In the previous blog, we had shown Data Visualization in KNIME. In this blog, we will see how to implement Supervised Learning techniques in KNIME.
Linear Regression Predictive Model
Regression analysis is used to find the relationship between a dependent variable and the independent variables. One of the methods we are going to use is called Linear Regression. The dependent variable must be continuous, in our case it is mpg. The independent variables we are taking are wt and hp.
Load the file mileage_new.csv using File Reader node
Go to Manipulation -> Row -> Transform, add Partitioning and create data partition (Relative %: 70 and select Draw randomly, set the random seed to 101)
Go to Analytics -> Mining -> Linear/Polynomial Regression and add Linear Regression Learner
Connect Output1 of Partitioning to Input of Linear Regression Learner
Select Target Column:mpg and Include:wt, hp
Add Regression Predictor
Connect Output1 of Linear Regression Learner to Input1 of Regression Predictor and Output2 of Partitioning to Input2 of Regression Predictor
By default, it will create a new column called Prediction (mpg)
Go to Analytics -> Mining -> Scoring and add Numeric Scorer
Right-click on Numeric Scorer node and select View: Statistics
Linear Regression workflow
Logistic Regression Predictive Model
Logistic Regression is a supervised machine learning method used for classification problems. The dependent variable is categorical. In the case of binary logistic regression, the dependent variable is a dichotomous variable (having two factors). So we will be using binary logistic regression for the Orings3.xls data, where our dependent variable is Condition (0 -> No failure, 1-> At least one O-ring failure had occurred)and the independent variable is Temp (launch temperature in degrees F).

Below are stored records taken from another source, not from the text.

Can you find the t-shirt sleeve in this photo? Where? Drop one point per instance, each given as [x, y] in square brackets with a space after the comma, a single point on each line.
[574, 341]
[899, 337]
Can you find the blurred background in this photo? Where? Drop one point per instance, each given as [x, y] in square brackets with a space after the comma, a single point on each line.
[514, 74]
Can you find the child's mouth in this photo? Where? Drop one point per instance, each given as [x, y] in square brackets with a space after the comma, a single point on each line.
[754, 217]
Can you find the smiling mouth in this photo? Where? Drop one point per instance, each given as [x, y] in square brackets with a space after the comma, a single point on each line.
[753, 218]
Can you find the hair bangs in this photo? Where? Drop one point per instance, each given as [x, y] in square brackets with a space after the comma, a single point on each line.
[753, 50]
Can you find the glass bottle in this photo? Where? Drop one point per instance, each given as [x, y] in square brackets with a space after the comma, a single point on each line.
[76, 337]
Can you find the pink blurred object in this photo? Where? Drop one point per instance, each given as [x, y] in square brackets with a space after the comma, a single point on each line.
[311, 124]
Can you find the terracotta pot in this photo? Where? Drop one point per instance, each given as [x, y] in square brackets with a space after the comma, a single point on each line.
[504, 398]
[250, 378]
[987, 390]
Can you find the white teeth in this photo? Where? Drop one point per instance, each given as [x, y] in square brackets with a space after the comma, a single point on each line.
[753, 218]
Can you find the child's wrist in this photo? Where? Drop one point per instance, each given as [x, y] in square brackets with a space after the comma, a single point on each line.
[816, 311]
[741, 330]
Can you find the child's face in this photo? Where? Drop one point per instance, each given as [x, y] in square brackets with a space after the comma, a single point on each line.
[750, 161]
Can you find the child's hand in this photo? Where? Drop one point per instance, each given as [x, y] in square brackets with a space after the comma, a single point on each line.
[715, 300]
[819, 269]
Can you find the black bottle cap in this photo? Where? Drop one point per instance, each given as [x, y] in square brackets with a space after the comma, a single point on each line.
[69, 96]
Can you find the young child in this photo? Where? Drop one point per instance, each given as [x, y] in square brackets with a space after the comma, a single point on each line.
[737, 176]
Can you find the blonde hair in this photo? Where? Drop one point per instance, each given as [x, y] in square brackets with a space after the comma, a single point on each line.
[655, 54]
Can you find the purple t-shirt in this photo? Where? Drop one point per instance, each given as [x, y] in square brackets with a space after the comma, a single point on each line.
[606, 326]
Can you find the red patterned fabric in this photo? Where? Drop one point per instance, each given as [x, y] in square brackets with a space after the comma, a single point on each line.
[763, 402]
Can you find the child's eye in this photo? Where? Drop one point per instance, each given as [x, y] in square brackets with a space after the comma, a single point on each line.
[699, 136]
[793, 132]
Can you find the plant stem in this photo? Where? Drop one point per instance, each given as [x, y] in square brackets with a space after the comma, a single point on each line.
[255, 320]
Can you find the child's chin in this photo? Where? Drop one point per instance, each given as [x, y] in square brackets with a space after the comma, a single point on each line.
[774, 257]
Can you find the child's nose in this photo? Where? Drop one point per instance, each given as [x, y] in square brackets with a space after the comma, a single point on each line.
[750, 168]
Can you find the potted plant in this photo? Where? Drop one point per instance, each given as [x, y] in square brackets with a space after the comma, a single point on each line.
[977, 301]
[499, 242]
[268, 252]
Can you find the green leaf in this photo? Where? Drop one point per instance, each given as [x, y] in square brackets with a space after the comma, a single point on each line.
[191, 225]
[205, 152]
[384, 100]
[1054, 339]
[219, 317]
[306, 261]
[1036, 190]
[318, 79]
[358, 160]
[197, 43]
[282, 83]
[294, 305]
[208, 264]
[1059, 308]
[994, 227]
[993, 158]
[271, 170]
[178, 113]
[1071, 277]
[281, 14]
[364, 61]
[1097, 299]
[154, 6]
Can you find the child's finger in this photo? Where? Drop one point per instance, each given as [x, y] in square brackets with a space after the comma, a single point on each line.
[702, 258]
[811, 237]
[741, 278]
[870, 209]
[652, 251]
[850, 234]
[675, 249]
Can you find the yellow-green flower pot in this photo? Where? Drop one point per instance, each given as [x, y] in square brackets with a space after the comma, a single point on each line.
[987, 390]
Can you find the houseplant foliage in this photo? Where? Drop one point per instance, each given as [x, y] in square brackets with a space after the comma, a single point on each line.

Use Excel Reader (XLS) node to load the file Orings3.xls
Go to Manipulation -> Row -> Other add Rule Engine, in the expression box add these two lines
$Condition$ = 0 => “0”
$Condition$ = 1 => “1”
In Configure, Select Append Column: Name a new variable Condition_factor
Go to Manipulation -> Row -> Transform, add Partitioning and create data partition (Relative %: 70, select Draw randomly, set the random seed to 101)
Go to Analytics -> Mining -> Logistic regression and add Logistic Regression Learner node
Add Output1 of Partitioning to the Input of Logistic Regression Learner
In Configure, Select Target column:Condition_factor, Reference category:0, Select solver:Iterative reweighted least squares, Include:Temp
Right-click on Logistic Regression Learner and select Coefficients and Statistics to see the model summary
Add Logistic Regression Predictor
Add Output1 of Logistic Regression Learner to the Input1 of Logistic Regression Predictor and Output1 (train data) of Partitioning to the Input2 of Logistic Regression Predictor
In Configure, Check the option: Append columns with predicted probabilities
Go to Analytics -> Mining -> Scoring and add Scorer to the Logistic Regression Predictor
In Configure, Select First column:Condition_factor and Second column:Prediction(Condition_factor)
Right-click on Scorer node and select View: Confusion Matrix
Go to Views -> JavaScript and add ROC Curve to the Logistic Regression Predictor
In Configure, Select Class column:Condition_factor, Positive class:1, Include:P(Condition_factor=1)
Right-click on ROC Curve node and select Interactive View: ROC Curve
Similarly, repeat steps 9-14 for the test data
Binary Logistic Regression workflow
The interesting thing to note is that we have worked on imbalanced data. Still, we have got a higher accuracy (~95%), but unable to predict even one of the failed rocket launches correctly.
Advantages of using KNIME
It has over 100 processing nodes for data I/O, preprocessing and cleansing, modeling, analysis and data mining as well as various interactive views, such as scatter plots, parallel coordinates, and others
Integration with R, Python, and JAVA
Connect to various databases like Oracle, MySQL, PostgreSQL, MS-Access, Microsoft SQL Server, etc.
Partial execution of nodes inside a workflow
Has in-built ready-to-run examples
Requires little to no coding experience
Disadvantages of using KNIME
As we saw, by default KNIME takes the cut-off value as 0.5 in logistic regression. So we have to add a few nodes (Math Formula or do R-Integration) in order to implement a logistic regression model with different cut-off values (sensitivity, specificity).
So we have learned how to implement some of the machine learning models in KNIME. Share your views on how you have found these blogs useful in your learning/working experience.